Nygaard quickly became one of the 200,000 small businesses that failed, beginning in 2008.
"It's a gut-wrenching feeling when you are trying to take care of everyone and realize you don't have the resources to do what you really want to do," Nygaard said, adding that family played a big role in helping him slowly dig out of the Great Recession. His father helped him to re-open a handful of stores. Nygaard admits the emotional support was as important than his father's financial help.
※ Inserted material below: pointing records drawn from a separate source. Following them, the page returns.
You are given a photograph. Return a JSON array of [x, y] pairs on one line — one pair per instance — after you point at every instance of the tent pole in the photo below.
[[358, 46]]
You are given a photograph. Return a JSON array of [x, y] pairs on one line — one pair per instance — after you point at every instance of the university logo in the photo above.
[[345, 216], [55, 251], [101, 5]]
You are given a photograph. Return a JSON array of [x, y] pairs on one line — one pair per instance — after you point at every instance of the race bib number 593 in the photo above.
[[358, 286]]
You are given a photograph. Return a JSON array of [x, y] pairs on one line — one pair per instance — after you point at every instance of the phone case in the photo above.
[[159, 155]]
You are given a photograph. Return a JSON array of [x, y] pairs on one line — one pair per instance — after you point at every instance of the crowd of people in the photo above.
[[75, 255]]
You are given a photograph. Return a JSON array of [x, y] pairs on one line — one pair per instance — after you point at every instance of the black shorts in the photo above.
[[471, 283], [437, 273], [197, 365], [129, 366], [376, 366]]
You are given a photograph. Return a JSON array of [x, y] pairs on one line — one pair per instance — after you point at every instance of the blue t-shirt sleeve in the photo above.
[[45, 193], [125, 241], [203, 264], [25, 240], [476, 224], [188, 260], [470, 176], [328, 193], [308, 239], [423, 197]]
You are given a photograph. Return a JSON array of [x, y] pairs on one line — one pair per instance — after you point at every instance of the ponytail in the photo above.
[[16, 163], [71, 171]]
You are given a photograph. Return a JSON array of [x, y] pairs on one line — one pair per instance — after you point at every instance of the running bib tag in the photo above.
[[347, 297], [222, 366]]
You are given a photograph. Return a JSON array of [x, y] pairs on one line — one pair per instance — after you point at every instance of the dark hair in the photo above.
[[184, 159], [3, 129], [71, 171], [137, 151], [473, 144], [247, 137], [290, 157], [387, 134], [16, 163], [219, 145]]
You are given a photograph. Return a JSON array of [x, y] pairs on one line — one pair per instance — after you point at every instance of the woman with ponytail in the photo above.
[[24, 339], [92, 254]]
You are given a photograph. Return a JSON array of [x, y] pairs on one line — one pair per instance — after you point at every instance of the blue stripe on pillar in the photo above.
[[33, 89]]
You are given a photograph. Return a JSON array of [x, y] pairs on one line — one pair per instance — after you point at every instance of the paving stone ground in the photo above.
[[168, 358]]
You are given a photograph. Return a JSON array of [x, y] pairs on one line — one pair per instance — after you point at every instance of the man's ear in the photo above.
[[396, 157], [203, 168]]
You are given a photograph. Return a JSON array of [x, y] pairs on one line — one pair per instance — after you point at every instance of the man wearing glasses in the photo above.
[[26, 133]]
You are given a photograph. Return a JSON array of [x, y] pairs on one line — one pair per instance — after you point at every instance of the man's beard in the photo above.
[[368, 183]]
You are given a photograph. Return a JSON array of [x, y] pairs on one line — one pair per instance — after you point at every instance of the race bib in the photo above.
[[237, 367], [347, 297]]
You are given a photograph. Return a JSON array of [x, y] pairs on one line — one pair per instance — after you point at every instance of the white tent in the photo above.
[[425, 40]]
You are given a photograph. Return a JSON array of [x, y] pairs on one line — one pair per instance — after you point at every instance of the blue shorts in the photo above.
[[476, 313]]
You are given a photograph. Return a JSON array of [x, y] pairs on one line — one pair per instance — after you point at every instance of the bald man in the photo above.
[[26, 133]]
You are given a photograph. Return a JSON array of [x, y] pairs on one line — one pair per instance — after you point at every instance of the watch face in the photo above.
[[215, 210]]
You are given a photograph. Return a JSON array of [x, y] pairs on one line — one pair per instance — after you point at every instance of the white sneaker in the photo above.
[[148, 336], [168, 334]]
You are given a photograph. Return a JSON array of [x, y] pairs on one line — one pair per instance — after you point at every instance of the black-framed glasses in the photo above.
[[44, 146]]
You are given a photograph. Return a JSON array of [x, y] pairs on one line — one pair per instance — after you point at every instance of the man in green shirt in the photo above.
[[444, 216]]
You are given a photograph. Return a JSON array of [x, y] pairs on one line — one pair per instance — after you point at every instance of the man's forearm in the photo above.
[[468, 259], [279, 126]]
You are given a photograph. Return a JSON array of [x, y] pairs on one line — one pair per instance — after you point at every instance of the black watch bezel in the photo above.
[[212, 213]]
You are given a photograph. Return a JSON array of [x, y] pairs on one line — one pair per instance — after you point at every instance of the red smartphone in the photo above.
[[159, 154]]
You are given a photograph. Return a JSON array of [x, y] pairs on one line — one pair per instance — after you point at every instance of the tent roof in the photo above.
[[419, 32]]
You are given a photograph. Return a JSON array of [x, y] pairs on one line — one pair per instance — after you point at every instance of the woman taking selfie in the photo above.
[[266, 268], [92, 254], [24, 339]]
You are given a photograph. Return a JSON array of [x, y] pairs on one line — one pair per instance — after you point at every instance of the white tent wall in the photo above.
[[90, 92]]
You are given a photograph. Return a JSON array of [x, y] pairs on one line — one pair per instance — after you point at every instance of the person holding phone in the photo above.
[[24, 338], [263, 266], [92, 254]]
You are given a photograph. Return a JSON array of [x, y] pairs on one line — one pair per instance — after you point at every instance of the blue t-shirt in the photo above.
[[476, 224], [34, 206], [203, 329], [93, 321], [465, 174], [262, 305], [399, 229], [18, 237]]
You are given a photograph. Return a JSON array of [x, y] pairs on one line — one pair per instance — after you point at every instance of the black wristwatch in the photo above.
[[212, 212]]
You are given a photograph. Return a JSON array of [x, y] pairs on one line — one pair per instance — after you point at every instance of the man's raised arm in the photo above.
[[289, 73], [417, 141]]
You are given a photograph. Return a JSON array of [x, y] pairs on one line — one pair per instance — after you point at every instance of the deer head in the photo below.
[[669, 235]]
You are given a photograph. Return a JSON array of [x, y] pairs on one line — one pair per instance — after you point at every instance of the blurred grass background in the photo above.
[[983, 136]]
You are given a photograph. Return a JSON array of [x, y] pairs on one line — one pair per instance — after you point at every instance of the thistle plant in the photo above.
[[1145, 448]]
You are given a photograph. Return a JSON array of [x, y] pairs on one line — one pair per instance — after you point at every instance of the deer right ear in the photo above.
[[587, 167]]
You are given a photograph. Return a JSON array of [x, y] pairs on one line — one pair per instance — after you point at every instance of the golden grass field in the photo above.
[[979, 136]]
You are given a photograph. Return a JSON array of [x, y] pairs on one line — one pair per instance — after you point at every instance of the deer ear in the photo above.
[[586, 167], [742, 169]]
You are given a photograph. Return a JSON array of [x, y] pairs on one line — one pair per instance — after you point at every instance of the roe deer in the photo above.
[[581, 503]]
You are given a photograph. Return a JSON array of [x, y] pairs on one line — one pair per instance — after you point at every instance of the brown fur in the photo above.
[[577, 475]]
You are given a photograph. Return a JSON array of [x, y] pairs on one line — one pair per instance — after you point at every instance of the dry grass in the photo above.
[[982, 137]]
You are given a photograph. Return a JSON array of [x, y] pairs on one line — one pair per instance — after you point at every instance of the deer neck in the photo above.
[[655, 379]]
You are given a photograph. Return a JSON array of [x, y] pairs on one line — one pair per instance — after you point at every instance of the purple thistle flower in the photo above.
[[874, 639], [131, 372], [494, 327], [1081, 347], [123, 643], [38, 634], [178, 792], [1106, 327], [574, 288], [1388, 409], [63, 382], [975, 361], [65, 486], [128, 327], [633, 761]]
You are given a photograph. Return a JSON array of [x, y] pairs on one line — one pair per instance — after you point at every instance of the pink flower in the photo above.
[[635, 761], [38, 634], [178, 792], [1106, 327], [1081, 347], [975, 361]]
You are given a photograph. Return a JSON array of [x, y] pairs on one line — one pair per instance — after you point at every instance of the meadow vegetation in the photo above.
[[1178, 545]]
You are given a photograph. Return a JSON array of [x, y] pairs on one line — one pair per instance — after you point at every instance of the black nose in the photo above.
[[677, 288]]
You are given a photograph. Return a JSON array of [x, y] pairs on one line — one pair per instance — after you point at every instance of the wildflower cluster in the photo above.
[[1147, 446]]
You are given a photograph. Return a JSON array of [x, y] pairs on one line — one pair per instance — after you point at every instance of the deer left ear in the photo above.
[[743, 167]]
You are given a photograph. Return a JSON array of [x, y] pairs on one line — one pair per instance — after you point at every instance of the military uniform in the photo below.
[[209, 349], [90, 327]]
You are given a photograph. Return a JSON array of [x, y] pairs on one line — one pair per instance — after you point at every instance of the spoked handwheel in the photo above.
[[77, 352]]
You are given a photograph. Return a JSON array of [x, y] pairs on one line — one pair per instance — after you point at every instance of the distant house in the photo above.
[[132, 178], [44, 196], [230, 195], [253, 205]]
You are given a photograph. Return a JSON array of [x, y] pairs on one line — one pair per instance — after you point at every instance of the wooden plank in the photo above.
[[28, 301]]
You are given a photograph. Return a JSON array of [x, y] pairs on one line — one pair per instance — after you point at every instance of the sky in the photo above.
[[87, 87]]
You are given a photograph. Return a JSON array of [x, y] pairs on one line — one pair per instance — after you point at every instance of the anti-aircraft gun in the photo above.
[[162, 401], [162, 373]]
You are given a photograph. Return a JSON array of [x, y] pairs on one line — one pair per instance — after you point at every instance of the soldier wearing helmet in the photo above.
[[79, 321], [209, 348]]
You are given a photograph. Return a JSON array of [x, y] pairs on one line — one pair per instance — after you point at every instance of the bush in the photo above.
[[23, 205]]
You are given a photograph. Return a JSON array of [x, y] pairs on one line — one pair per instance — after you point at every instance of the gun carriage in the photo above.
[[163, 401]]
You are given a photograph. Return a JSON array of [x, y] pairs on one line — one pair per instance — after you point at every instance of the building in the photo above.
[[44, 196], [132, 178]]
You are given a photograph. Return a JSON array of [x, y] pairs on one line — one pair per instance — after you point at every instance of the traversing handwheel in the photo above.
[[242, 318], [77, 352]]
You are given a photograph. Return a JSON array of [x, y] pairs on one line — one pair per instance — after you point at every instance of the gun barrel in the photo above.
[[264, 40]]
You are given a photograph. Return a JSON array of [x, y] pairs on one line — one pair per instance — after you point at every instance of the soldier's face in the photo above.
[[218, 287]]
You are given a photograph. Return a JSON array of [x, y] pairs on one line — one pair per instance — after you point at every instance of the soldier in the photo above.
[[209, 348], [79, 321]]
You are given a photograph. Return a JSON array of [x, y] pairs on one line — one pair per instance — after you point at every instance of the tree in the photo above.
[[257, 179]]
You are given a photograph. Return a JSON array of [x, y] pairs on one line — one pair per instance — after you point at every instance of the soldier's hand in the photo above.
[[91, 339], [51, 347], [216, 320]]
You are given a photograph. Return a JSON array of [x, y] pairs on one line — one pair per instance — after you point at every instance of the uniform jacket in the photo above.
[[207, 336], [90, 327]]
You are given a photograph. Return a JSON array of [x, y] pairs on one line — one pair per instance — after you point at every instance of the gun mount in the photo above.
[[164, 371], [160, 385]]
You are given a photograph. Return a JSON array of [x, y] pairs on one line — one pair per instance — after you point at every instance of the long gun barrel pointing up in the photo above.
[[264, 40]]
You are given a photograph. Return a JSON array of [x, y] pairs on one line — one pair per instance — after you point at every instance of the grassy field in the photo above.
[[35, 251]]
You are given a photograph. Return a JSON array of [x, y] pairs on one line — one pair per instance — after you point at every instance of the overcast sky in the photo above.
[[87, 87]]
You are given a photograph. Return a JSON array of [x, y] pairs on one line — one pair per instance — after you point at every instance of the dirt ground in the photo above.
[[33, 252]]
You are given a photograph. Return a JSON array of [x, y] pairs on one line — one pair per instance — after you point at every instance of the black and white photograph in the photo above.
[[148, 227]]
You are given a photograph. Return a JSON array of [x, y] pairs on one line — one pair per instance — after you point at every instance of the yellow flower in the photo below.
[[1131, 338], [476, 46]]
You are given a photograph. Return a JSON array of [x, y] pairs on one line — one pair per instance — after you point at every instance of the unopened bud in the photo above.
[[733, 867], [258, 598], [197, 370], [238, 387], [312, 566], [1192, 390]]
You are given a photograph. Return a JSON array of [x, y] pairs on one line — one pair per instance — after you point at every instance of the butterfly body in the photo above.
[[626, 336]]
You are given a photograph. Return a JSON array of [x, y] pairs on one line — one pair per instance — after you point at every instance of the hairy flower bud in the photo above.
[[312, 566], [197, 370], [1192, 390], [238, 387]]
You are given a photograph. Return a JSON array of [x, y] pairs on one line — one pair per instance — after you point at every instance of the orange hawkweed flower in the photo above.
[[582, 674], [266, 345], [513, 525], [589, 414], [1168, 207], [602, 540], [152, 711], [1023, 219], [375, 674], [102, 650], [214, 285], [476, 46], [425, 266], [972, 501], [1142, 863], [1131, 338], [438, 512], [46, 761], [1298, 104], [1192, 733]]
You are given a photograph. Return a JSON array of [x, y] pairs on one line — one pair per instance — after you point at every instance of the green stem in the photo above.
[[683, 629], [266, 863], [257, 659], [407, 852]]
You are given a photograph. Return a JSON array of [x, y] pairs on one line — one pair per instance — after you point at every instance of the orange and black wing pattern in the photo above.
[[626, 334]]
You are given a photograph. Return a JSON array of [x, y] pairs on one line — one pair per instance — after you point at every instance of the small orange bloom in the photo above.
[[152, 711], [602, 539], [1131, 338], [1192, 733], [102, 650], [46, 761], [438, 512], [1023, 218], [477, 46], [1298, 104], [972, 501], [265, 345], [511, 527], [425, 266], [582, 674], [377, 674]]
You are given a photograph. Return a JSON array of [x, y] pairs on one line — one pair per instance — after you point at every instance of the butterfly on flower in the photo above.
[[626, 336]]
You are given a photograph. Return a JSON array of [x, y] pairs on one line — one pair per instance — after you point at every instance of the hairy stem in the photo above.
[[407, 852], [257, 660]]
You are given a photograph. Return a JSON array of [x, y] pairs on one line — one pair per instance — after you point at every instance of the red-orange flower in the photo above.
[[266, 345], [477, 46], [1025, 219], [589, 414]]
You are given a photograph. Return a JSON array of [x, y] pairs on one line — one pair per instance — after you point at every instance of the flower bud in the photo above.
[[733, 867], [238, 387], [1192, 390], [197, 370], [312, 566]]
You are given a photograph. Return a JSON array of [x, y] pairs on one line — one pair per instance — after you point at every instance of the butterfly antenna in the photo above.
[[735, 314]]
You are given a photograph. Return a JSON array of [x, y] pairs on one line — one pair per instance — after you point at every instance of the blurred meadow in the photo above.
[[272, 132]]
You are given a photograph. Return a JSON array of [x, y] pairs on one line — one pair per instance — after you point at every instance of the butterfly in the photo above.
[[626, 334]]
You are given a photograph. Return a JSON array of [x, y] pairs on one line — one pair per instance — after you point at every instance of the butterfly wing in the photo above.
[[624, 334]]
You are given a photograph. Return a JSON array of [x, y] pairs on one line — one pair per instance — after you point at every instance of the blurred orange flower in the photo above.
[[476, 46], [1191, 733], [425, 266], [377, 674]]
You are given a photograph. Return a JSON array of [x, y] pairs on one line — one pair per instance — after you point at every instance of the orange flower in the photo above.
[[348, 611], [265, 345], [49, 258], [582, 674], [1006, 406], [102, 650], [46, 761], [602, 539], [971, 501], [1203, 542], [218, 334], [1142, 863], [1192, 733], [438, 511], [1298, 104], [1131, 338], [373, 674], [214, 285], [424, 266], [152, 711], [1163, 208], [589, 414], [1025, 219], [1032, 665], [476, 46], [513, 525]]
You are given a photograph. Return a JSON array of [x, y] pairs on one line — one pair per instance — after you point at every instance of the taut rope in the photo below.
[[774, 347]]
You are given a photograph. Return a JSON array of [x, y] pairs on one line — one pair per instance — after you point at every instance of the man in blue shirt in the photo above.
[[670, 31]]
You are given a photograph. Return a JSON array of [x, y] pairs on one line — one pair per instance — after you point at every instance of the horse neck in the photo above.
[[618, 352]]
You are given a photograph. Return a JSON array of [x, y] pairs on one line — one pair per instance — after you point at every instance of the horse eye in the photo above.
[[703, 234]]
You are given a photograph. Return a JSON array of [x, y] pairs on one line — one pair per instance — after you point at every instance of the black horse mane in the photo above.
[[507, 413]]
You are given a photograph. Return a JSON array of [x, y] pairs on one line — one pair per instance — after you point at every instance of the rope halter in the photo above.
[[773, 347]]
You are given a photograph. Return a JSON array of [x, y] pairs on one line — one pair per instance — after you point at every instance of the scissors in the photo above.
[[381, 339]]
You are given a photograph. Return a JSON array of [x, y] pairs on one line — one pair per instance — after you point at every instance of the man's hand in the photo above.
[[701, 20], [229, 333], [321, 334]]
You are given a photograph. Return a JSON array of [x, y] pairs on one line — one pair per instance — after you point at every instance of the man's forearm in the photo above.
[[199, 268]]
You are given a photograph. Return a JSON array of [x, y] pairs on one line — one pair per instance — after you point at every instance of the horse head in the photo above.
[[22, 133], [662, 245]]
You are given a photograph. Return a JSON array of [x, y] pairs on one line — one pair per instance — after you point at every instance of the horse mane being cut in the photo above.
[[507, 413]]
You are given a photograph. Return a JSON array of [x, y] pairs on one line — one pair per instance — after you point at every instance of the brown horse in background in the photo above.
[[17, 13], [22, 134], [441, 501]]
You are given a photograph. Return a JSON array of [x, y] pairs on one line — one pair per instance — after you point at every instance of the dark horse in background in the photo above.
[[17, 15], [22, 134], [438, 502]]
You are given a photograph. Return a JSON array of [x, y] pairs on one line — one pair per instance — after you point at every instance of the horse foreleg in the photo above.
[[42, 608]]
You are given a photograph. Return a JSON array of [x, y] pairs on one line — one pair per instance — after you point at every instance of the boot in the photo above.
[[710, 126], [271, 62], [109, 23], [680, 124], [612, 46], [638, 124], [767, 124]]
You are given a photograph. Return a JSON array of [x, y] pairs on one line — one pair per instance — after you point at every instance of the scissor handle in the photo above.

"That was one of the truly amazing parts of the journey, being able to connect with my dad on that level at that point in need," Nygaard added.
But the darkest days of Nygaard's recovery from the Great Recession were still to come. Nygaard admits to a difficult divorce, and then chest pains after a pickle ball game and a massive heart attack.
"So we called an ambulance and the ambulance came and picked me up and I coded in the ambulance," Nygaard remembered, adding that was also a real wake-up call, "I think the key thing in life is to not live life according to other people's expectations."
Today, 10 years after battling through the Great Recession, David Nygaard said he lives life with no regrets, promising himself to carry no more than a single day's burdens, saying, "You can see beauty in each aspect of life, whether it's in failure, whether it's great success and even in between."
Nygaard said nothing in life is without risk, adding risk is how you grow and open yourself to new relationships and new opportunities. An unsuccessful run for Congress led to a radio show and a chance to talk politics and try and find consensus.
"So I think the biggest thing was to begin to live authentically, to live in ways that would help me to experience challenges that I always wanted to do but didn’t do, Nygaard said.
Nygaard's newest venture is a store in downtown Norfolk, a millennial-designed custom jewelry store using 3-D printing to create one-of-a kind designs. Nygaard said if he's learned anything, it's to carry less inventory and be less into banks.
Perhaps surprisingly, as dark a journey Nygaard traveled during the Great Recession, he said he wouldn't trade the road he traveled and the doors that were opened, believing that even when times appear most bleak, we experience things we otherwise experience, and that's a good thing.
"Don't be afraid to dream at any level. I think we all should foster dreams we are passionate about."